Dalam Injil, mereka digambarkan sebagai orang-orang yang selalu menentang Yesus. Mereka melihat Yesus sebagai ancaman karena secara terang-terangan justeru mengajarkan "pelanggaran" pada Hukum Taurat. Misalnya, memetik gandum dan menyembuhkan orang pada Hari Sabat serta menyatakan bahwa tidak ada makanan yang membuat orang menjadi najis. Selain itu, Yesus mengutuk ajaran dan kemunafikan mereka karena mereka tidak melakukan apa yang mereka ajarkan. Semua itu membuat orang Farisi marah dan memandang-Nya sebagai orang yang melecehkan Hukum Taurat.
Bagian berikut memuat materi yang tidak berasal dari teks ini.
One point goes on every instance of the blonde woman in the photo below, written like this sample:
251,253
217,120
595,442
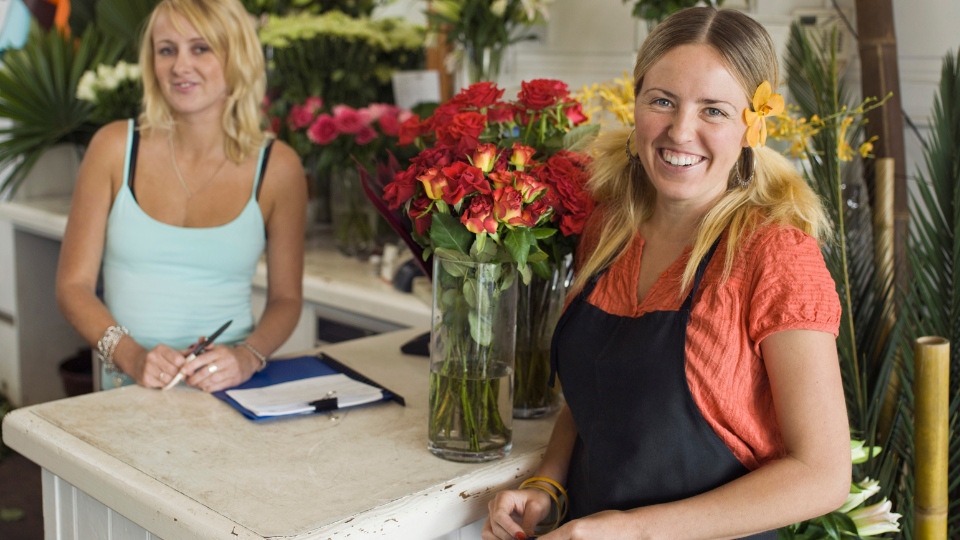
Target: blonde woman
697,358
178,207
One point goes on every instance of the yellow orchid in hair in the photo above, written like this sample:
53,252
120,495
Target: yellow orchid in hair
765,103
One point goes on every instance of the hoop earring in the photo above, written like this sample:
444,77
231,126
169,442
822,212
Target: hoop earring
743,164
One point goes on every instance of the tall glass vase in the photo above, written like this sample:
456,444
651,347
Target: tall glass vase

Peraturan Sabat dalam Injil Markus menjadi pemicu konfliks pertama antara Yesus dan kalangan Farisi. Kata Sabat berarti "berhenti" atau "beristirahat" (Kel.16:29-30; 23:12). Perintah untuk mengingat dan menguduskan Hari Sabat disampaikan dalam Keluaran 20 dan Ulangan 5, namun keduanya memberi motivasi berbeda. Kel. 20 mengacu pada karya penciptaan Allah. Umat Israel harus beristirahat pada hari ketujuh karena pada hari itu Allah juga beristirahat setelah enam hari menciptakan alam semesta. Sementara Ul. 5 mengacu kepada kenyataan bahwa mereka pernah mengalami hidup tanpa istirahat, yakni ketika diperbudak di Mesir. Hari Sabat adalah hari istirahat yang dianugerahkan Allah. Oleh karena itu mereka pun harus memberikan istirahat kepada budak dan ternak mereka. Berdasarkan perintah untuk mengingatkan dan menguduskan Sabat itu, para ahli hukum agama Yahudi memberikan rincian mengenai kegiatan yang dilarang dan dianjurkan.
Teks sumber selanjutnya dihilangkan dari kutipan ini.